Retirement income is about to get a boost for pensioners who have suffered miserably on a fixed income during recent years.

The income a pensioner can draw down from a self-managed pension increases by 5.5% from next month as the Government Actuary Department (GAD) figure goes back to 120% from the current 100%.

So a 60-year-old can take £6,360 a year for every £100,000 in their pension pot – but they have to abide by some rules. That’s a £240 per year increase for each £100,000 pension unit.

For instance, they must have at least £20,000 a year of other income so they cannot keep their pension intact and claim benefits instead.

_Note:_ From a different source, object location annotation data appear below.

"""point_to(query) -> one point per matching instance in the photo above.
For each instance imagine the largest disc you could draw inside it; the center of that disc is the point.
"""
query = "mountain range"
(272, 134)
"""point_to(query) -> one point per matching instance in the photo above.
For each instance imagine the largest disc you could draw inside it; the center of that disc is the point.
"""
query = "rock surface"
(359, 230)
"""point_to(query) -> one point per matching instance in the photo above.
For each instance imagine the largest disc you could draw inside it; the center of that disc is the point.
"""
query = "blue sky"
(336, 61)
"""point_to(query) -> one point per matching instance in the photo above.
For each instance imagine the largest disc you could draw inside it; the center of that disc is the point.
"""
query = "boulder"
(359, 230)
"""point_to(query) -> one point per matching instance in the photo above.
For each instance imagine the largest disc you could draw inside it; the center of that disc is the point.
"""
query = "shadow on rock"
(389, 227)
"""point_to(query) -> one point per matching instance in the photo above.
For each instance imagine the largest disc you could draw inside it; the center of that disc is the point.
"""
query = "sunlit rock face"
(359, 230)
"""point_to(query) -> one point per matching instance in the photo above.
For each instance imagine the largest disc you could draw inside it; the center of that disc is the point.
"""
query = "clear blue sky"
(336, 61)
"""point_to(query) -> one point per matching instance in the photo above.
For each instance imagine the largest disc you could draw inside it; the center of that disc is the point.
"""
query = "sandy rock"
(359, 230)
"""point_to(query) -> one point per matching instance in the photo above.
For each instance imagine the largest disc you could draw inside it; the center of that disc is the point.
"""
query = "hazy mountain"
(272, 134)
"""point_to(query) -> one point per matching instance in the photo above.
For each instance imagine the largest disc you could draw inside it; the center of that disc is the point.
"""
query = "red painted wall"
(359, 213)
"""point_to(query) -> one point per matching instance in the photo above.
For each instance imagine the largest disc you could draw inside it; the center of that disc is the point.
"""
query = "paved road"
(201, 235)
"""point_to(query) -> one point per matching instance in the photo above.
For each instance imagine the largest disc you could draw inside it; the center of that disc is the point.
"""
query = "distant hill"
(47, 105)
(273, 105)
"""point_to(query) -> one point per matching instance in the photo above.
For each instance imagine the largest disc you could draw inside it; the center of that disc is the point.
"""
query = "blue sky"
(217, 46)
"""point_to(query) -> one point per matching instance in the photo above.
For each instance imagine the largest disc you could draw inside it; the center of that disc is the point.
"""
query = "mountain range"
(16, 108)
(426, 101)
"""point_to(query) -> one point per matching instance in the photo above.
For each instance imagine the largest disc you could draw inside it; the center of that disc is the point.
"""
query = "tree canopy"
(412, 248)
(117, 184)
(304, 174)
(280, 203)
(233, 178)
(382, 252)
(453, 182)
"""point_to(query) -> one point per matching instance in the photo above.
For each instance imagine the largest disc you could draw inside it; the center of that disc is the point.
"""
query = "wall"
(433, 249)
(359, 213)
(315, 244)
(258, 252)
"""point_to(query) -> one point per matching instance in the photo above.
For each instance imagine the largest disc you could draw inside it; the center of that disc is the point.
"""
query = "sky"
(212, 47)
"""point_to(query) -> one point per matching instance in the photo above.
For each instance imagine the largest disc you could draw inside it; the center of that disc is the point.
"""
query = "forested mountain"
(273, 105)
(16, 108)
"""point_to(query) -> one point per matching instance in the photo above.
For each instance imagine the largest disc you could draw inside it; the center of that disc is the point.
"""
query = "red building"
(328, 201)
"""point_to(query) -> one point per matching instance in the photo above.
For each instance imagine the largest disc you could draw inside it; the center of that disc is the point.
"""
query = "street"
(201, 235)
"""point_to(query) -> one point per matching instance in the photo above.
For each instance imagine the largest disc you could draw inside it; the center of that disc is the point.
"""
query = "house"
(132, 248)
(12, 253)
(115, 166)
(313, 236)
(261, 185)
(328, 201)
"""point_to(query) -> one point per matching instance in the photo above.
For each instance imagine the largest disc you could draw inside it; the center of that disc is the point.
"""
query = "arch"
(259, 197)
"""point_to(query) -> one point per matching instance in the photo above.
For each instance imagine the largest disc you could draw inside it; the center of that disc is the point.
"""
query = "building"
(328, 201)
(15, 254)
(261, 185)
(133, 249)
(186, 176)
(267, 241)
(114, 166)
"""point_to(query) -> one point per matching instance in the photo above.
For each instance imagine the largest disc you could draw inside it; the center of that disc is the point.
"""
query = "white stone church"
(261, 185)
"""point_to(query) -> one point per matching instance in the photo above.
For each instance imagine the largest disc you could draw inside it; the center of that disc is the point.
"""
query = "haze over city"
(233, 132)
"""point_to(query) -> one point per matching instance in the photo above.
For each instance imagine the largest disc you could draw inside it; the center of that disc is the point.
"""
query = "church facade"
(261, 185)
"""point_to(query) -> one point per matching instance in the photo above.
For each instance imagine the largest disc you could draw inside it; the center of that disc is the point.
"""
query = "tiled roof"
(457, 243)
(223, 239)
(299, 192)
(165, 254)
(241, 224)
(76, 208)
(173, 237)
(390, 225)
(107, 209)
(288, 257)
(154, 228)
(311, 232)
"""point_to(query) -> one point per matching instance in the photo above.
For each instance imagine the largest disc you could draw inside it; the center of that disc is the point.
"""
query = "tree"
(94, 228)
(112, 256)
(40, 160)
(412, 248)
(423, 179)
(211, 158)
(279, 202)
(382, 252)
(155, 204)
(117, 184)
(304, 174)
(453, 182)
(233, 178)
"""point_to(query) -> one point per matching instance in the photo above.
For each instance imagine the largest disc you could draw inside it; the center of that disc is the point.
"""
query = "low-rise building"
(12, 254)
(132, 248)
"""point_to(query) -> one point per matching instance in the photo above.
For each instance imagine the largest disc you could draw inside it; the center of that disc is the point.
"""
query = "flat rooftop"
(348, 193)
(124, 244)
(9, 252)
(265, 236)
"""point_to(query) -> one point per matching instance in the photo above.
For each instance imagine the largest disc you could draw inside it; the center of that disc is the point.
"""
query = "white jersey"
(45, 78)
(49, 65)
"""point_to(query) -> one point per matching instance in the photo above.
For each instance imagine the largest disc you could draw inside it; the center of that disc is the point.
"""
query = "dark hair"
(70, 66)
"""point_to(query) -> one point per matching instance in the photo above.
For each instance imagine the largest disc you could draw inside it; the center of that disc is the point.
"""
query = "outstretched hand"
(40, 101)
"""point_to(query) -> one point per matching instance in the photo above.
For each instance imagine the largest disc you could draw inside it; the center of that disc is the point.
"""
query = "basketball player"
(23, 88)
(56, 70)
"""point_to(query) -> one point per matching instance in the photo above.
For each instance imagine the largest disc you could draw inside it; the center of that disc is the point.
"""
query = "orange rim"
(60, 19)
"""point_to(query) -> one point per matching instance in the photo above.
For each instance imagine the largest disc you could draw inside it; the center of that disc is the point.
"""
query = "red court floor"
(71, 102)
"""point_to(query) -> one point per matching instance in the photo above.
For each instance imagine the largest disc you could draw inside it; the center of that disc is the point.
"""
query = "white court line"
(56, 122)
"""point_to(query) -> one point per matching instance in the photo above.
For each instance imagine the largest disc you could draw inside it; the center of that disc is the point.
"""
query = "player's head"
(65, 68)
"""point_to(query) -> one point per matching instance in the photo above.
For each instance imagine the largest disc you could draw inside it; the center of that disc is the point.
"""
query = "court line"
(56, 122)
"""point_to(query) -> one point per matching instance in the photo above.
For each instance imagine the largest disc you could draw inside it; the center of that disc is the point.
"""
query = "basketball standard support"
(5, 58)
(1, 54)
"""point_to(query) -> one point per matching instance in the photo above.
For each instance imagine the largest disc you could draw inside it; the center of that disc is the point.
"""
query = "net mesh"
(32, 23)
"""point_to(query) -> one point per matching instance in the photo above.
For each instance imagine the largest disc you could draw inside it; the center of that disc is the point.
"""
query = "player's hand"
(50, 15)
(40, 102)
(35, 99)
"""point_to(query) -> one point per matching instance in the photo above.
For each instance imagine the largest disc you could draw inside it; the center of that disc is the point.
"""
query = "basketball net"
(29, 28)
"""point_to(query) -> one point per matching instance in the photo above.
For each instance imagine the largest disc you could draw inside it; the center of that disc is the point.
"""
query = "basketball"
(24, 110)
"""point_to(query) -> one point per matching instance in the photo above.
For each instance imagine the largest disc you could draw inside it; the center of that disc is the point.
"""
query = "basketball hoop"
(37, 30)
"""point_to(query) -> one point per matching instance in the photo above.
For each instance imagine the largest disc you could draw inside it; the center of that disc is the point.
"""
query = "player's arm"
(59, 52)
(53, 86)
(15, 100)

That 60 year old moving into pension drawdown in September 2013 could have an income 15% higher than if they had started drawing down when the return was 2.00%, less than 12 months ago.

GAD rates climb

The new figures apply to retirement savers who have retained their money in a pension rather than buy a fixed rate annuity.

Anyone who has bought an annuity will stay on the same rate of income.

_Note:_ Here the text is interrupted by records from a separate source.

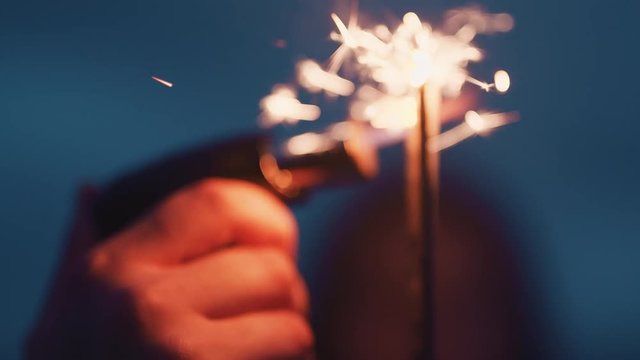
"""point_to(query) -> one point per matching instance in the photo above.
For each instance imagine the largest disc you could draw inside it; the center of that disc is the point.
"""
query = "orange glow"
(502, 81)
(163, 82)
(308, 143)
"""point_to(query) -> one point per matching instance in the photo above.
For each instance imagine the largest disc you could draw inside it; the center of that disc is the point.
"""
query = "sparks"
(381, 70)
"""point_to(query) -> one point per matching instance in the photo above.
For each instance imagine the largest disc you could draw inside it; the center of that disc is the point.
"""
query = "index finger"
(208, 216)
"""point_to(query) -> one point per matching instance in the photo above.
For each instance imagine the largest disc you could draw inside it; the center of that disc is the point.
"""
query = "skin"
(209, 274)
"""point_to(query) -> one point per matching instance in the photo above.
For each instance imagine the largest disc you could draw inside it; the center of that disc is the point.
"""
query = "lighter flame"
(162, 81)
(308, 143)
(502, 81)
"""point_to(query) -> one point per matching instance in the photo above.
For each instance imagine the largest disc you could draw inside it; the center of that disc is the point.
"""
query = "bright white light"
(502, 81)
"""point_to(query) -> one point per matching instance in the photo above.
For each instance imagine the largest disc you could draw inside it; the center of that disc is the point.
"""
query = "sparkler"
(396, 81)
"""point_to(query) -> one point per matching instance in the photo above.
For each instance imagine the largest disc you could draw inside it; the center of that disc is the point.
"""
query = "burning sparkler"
(382, 72)
(396, 81)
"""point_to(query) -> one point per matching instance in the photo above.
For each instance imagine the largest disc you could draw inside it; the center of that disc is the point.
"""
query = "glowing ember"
(283, 106)
(382, 71)
(163, 82)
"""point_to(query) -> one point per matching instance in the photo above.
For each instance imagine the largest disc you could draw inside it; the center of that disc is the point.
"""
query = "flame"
(381, 70)
(308, 143)
(161, 81)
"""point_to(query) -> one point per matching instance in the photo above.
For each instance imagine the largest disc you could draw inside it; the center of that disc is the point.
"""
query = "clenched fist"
(208, 274)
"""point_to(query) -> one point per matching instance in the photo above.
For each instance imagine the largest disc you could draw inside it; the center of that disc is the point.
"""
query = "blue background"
(77, 105)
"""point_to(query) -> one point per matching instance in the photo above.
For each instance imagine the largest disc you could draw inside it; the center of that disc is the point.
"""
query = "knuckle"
(279, 269)
(147, 298)
(298, 333)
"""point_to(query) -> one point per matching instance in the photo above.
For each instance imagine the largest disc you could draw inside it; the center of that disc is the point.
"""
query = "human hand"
(208, 274)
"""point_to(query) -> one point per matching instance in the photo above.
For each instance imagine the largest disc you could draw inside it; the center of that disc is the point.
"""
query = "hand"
(209, 274)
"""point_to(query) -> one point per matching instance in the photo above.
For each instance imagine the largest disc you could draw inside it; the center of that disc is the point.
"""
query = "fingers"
(209, 216)
(268, 335)
(256, 336)
(236, 281)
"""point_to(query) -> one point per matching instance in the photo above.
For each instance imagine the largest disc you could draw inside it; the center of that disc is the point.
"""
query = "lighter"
(250, 158)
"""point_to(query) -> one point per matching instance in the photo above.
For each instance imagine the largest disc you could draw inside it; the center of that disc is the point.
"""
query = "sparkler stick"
(422, 188)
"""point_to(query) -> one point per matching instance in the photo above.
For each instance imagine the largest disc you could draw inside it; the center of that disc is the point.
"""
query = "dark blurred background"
(77, 105)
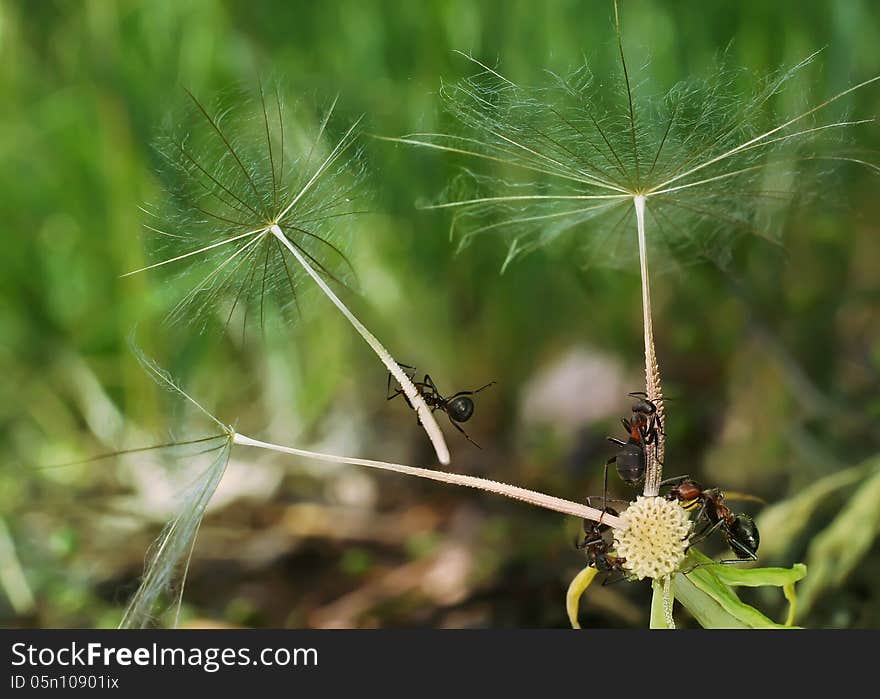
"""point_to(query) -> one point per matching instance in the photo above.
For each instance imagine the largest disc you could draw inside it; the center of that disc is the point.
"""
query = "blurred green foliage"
(774, 374)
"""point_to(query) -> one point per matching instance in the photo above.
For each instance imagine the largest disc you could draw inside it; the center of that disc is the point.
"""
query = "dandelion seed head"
(655, 539)
(563, 160)
(233, 167)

The GAD figure is going up in line with yield on gilts – government backed bonds.

Pensioners managing their own funds must review their investment every three-years and adjust the pay out to match the GAD rate at the time.

GAD rates fell during the credit crisis as the yields of gilts fell.

Ray Chinn, head of pensions and investments at LV=, said: “GAD rates are at the highest level since November 2011, which is good news for those approaching retirement. With annuities providing such poor returns, this is a good alternative option for many.”

Fixed pension income

Alastair Black, head of customer income solutions at Standard Life said:  “The gilt yield has gone up to 3.00% for September. This means income limits are giving a better return and this will help people who are struggling to survive on a fixed income”

Pension experts are advising retirees on drawdown to speak to their pension providers about an emergency review to see if they can shift to the higher GAD rate during the three-year fixed rate period.

Black also commented that he expected gilt yields to keep rising over the next few months, which is good news for those approaching retirement in the next 12 months.

One GAD rule to watch, though, is rates are rounded down rather than up, so although the current rate is 3.24%, pensioners in drawdown can only take 3%.